Specialist Suggestions new

Bernard automatically detects recurring delegation patterns in your conversations and suggests new specialists. Detection runs in the background when you exit a session or use /clear --save.

  • Review pending suggestions with /candidates
  • Each candidate includes a name, description, confidence score, and reasoning
  • Accept or reject candidates conversationally
  • Auto-dismissed after 30 days if not reviewed; up to 10 pending at a time
bernard
// On startup, Bernard notifies you of pending suggestions:
  2 specialist suggestion(s) pending. Use /candidates to review.

bernard> /candidates

  1. code-reviewer (confidence: 0.85)
    Reviews PRs for correctness, style, and security issues

  2. db-migrator (confidence: 0.72)
    Manages database schema changes and migration scripts

bernard> accept the code-reviewer candidate
   Specialist "Code Reviewer" (code-reviewer) created.

Critic Mode new

Critic mode adds planning, proactive scratch/memory usage, and post-response verification. Recommended for high-stakes work like deployments, git operations, and multi-file edits.
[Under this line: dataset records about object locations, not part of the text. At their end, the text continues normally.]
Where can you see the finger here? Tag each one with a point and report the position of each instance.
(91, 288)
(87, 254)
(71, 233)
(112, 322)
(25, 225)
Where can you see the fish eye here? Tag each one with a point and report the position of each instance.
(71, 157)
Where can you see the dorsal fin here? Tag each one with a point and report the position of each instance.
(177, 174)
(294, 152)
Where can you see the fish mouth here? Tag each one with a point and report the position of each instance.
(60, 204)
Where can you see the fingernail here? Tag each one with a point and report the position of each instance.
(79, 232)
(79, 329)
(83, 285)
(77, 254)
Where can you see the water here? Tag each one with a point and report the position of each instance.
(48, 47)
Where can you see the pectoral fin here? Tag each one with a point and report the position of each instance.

  • Planning — writes a plan to scratch before multi-step tasks
  • Proactive scratch — accumulates findings during complex work
  • Verification — a critic agent reviews the work and prints a verdict (PASS / WARN / FAIL)
bernard
bernard> /critic on
   Critic mode enabled.

bernard> refactor the auth module to use JWT
  ▶ scratch: write plan
  ▶ shell: cat src/auth.ts
  ▶ write: src/auth.ts
  ▶ shell: npm test

  ┌─ critic verdict
  │ PASS — All claimed edits match tool calls.
  │ Tests pass after refactor. No issues found.
  └─

bernard> /critic off
  Critic mode disabled.

Conversation Summaries new

A fourth specialized domain in Bernard's RAG memory system, joining Tool Usage Patterns, User Preferences, and General Knowledge. Conversation summaries capture what was discussed, approaches taken, tools/specialists/routines used, and outcomes.
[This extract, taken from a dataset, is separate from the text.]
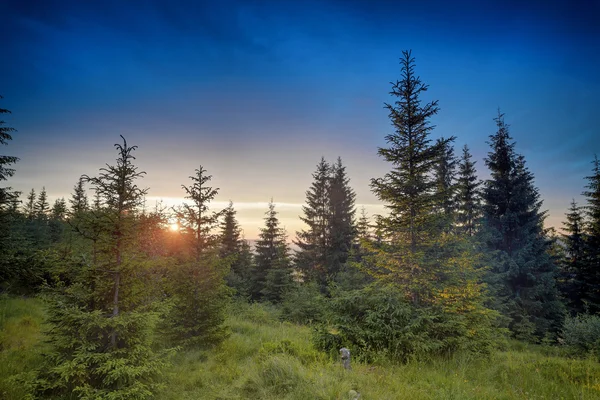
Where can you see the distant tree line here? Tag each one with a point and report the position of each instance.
(454, 264)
  • Extracts high-level summaries of what was accomplished each session
  • Helps identify recurring patterns across conversations
  • All four domain extractors run in parallel — no extra latency
  • Search returns up to 5 results per domain (15 total max), preventing any single domain from crowding out others
bernard
// After a session, Bernard extracts memories by domain:
  ▶ Extracting facts…
    tool-usage: 3 facts
    user-preferences: 1 fact
    general: 2 facts
    conversations: 1 fact

// In a future session, recalled context is organized by domain:
bernard> /rag
  RAG Memory: 142 facts across 4 domains
    tool-usage       48 facts
    user-preferences 31 facts
    general          41 facts
    conversations    22 facts

Earlier releases — Routines, the multi-provider switch, and the first sub-agent loop — predate this changelog format and aren't reproduced here. See the git history for anything before v0.6.0.